The Mohawk Valley’s resources, geography and trade routes have historically attracted those with a quest to shape and develop thriving communities. The native peoples of the Iroquois’ Oneida Nation cultivated and stewarded the land for centuries before the first Europeans arrived.  To their legacy layers of narratives and histories were added creating the ever-evolving cultural tapestry for which Utica and the Mohawk Valley are known

 Non-native settlers found new lives in the region when they began arriving in the last decades of the 18th- century. Immigrants from western Germany were followed by early waves of Irish drawn to canal and railroad building jobs. Greater numbers of immigrants followed seeking their livelihood in an area ideally situated to industry, trade and regional inter commerce.   During the Civil War era escaping slaves from the South found their way to Utica via the Underground Railroad.  Welsh immigrants, drawn to the area’s fertile and affordable land,  carved out agricultural enclaves and established Utica as America’s center of Welsh book publishing.  Immigrants from Germany and Austria became Utica’s skilled craftsman or set to work in its textile and woolen mills. They joined immigrants from Southern Italy, Poland, Ukraine, Russia, Germany and Lebanon who set about creating neighborhoods, churches, temples, businesses and social and civic enterprises supporting their communities and integrating them into American life.   All faced struggles and challenges with language and cultural assimilation, displacement, negative stereotyping, bias and often marginalization and racism due to their “otherness.”   In spite of these challenges, Utica’s immigrant population is responsible for shaping making it the diverse city it is.

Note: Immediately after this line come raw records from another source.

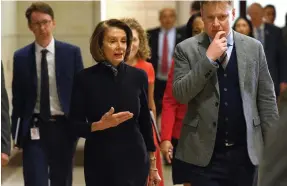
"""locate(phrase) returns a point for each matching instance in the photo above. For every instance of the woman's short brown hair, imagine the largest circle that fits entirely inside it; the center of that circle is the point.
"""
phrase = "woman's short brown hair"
(144, 49)
(96, 41)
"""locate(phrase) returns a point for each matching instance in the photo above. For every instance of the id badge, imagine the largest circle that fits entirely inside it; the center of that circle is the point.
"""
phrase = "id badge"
(35, 134)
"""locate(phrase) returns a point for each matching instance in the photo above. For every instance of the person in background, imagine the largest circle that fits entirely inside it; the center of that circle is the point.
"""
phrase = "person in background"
(194, 25)
(269, 14)
(5, 123)
(140, 51)
(43, 75)
(273, 167)
(162, 41)
(284, 31)
(275, 49)
(243, 26)
(109, 108)
(223, 77)
(173, 112)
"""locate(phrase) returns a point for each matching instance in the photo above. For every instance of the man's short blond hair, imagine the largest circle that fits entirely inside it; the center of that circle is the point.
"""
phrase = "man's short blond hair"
(167, 9)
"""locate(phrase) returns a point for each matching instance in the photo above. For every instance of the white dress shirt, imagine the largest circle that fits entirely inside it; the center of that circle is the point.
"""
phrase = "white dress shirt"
(55, 105)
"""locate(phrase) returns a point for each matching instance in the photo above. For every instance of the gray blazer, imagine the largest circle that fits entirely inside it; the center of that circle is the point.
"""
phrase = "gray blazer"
(5, 119)
(195, 83)
(273, 168)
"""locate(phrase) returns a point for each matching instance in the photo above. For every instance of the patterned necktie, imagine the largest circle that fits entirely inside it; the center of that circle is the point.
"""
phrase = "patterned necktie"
(260, 36)
(45, 111)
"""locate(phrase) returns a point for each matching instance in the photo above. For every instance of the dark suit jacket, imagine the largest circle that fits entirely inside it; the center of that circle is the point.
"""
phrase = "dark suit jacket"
(5, 119)
(153, 43)
(68, 62)
(273, 168)
(275, 51)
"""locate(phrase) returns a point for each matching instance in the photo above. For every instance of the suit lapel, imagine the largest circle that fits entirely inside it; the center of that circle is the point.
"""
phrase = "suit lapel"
(241, 59)
(203, 43)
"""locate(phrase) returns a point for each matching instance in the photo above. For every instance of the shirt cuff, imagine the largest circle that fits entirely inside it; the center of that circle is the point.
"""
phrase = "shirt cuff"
(212, 62)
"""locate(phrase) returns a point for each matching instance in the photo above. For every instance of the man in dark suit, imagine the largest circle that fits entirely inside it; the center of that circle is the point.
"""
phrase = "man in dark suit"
(271, 38)
(5, 123)
(162, 41)
(42, 84)
(273, 168)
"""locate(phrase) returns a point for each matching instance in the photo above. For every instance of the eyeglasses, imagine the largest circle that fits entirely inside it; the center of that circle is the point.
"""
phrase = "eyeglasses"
(40, 23)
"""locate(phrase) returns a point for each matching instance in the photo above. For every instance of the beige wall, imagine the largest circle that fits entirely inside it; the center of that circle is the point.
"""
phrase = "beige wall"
(8, 37)
(146, 12)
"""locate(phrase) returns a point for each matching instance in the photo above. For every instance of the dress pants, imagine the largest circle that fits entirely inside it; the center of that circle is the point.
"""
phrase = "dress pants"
(51, 157)
(229, 166)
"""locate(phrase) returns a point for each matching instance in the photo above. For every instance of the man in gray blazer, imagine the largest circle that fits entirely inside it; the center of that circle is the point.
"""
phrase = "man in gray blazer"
(5, 123)
(273, 168)
(223, 77)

Since the late 1970s, Utica’s neighborhoods have been culturally transforming to include residences, businesses, mosques and temples created by refugees who have fled conflicts in the Balkans, South-East Asia and Sub-Saharan Africa.  In 2005, the United Nations High Commissioner for Refugees Magazine– REFUGEES– deemed Utica “The Town that Loves Refugees”.  Many Uticans feel the city’s future revival, and its continued population growth, will be directly attributable to its expanding refugee community.  It is this same population of refugees that is in particular need of sacred green spaces offering individual and community renewal, regeneration and reconciliation.